Thanos opened his mouth to argue but Tony closed the short distance between the throne and pole.

“No arguing Thanos baby. Look, you want to show the universe mercy fine but let’s do it my way so everyone’s happy, no one wants to try and murder you, and you can get you giant purple dick inside me like yesterday.”

Somewhere Quill was throwing up, Drax had passed out with a bloody nose, and Peter was crying about how his father figure had been ruined by a giant evil shriveled grape.

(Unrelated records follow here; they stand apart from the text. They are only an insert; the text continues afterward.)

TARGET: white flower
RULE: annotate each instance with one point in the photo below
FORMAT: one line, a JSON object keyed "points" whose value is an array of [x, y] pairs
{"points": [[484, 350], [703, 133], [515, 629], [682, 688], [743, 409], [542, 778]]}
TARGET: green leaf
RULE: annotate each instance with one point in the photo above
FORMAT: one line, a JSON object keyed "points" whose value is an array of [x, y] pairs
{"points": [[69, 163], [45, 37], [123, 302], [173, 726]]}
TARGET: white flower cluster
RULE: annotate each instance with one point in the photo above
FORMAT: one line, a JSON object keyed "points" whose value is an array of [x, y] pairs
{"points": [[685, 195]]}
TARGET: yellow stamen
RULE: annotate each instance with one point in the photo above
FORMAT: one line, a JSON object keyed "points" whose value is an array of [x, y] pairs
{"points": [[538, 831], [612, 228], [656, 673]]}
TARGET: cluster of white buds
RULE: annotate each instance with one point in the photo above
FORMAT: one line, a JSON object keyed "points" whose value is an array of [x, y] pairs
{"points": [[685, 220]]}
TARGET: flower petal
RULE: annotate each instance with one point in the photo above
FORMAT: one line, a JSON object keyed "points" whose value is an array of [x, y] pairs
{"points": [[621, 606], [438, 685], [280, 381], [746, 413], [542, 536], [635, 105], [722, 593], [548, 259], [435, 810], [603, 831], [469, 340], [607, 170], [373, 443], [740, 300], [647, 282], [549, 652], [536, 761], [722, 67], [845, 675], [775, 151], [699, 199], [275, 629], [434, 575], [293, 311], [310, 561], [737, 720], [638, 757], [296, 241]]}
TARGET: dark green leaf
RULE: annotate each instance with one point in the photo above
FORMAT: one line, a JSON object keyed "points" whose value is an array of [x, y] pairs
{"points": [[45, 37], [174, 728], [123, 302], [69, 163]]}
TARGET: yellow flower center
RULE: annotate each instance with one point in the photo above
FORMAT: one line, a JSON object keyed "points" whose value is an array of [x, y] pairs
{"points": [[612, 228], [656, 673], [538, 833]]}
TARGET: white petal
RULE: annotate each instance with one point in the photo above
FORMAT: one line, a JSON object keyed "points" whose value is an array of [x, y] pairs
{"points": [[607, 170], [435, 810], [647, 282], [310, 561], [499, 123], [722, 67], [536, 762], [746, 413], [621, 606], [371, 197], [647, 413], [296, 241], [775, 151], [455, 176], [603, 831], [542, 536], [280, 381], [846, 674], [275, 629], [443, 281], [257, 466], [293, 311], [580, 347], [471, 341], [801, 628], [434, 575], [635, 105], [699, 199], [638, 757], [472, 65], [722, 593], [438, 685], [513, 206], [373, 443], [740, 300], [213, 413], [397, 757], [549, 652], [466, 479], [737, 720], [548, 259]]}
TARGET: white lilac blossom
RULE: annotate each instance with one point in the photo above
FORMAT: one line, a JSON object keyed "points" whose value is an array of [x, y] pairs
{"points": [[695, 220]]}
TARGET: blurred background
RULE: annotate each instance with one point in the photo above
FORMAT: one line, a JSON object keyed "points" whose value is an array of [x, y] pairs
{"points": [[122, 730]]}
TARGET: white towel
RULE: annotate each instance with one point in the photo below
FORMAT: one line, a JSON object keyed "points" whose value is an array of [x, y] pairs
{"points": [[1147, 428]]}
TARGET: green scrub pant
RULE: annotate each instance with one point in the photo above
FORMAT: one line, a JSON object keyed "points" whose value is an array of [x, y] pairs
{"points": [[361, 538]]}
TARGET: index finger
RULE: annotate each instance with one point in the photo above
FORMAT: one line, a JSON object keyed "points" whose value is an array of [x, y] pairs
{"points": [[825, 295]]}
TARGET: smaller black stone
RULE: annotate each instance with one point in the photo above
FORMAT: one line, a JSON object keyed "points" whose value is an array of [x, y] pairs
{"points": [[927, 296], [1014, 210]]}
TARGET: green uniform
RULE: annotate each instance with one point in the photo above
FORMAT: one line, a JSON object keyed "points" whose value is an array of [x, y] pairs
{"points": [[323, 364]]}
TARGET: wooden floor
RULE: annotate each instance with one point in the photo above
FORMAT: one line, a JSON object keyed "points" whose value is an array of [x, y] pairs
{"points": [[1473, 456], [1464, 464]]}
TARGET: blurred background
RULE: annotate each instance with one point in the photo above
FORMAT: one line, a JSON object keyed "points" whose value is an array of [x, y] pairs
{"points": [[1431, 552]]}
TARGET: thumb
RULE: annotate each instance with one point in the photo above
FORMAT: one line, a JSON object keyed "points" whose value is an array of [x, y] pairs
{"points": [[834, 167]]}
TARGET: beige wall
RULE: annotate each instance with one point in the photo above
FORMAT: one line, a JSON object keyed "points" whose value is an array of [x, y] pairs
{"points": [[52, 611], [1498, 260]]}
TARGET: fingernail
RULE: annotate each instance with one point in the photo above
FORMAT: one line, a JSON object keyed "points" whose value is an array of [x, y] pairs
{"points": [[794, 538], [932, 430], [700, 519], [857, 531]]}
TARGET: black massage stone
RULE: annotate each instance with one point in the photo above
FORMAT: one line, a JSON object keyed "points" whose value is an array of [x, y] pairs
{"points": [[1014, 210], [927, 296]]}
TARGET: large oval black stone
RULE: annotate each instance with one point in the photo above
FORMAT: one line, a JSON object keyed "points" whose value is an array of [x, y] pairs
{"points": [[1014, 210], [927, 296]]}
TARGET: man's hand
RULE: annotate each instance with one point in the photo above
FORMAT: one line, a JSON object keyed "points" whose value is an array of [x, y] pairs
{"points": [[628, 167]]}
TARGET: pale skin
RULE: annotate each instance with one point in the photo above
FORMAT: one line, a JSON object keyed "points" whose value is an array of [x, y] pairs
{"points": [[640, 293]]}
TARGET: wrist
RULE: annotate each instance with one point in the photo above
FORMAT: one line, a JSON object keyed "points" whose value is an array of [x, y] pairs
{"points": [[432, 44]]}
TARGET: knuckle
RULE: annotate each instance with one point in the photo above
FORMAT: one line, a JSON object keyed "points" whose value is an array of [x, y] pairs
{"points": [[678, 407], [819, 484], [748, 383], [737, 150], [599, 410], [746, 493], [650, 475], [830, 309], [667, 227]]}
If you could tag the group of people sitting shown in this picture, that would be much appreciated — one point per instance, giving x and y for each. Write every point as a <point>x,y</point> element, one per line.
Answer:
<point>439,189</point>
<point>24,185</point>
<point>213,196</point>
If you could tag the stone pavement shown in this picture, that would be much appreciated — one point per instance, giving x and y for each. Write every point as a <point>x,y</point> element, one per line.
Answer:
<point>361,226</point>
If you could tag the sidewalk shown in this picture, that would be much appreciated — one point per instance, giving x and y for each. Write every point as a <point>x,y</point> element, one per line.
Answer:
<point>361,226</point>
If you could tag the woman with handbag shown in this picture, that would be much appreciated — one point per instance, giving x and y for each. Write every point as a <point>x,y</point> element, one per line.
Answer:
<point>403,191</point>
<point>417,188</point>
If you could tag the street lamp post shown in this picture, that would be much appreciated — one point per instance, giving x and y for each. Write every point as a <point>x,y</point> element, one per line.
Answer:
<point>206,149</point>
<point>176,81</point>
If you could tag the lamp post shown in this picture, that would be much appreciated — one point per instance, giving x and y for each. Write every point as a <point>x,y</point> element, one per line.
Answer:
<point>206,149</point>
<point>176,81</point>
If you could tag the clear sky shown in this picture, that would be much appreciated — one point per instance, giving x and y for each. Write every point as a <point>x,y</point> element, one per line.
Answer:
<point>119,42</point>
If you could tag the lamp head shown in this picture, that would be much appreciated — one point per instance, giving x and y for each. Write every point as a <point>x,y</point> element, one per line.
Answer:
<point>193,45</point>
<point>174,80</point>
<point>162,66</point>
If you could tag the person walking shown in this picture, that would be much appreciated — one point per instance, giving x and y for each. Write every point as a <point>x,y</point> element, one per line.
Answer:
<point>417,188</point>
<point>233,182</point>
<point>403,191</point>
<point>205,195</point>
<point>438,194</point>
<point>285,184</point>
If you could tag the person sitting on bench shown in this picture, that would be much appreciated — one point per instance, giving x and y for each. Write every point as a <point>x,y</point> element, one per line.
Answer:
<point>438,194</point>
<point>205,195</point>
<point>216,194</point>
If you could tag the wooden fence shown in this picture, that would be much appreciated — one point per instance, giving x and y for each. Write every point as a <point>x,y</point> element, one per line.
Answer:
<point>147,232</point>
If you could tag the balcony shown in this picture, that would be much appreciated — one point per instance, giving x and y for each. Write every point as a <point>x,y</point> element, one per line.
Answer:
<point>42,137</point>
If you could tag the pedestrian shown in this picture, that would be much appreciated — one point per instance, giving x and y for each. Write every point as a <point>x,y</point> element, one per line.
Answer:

“How would you show mercy?”

Tony smirked and leaned close to whisper in Thanos’s ear. The titan agreed as he grabbed the almost completely naked Tony Stark and went to earth. Once they were gone Strange sighed.

“This was the only future we won in, who knew it all rested on the shoulders of a man who made ridiculous bets with his best friend.”

No one said anything. Drax was still unconscious; Mantis’s virgin eyes had seen too much, Peter wished he’d stayed on the bus, Nebula didn’t care because not long after Gamora was returned to her side, and Thor was crying loudly over the return of his brother. Loki was busy stabbing him but Thor was used to it and ignored Loki as he told him to leave him alone and go focus on their people that had been returned and were waiting for their king on the newly restored Asgard. The avengers were just confused and Steve was trying to find some brain bleach to erase the image of a nearly naked Tony Stark from his mind while also trying to remove the words ‘I want to suck your giant purple dick’ from his mind forever. Bucky would have comforted his friend but he was busy hunting down a talking raccoon that stole his arm and was attempting to sell it back to Wakanda.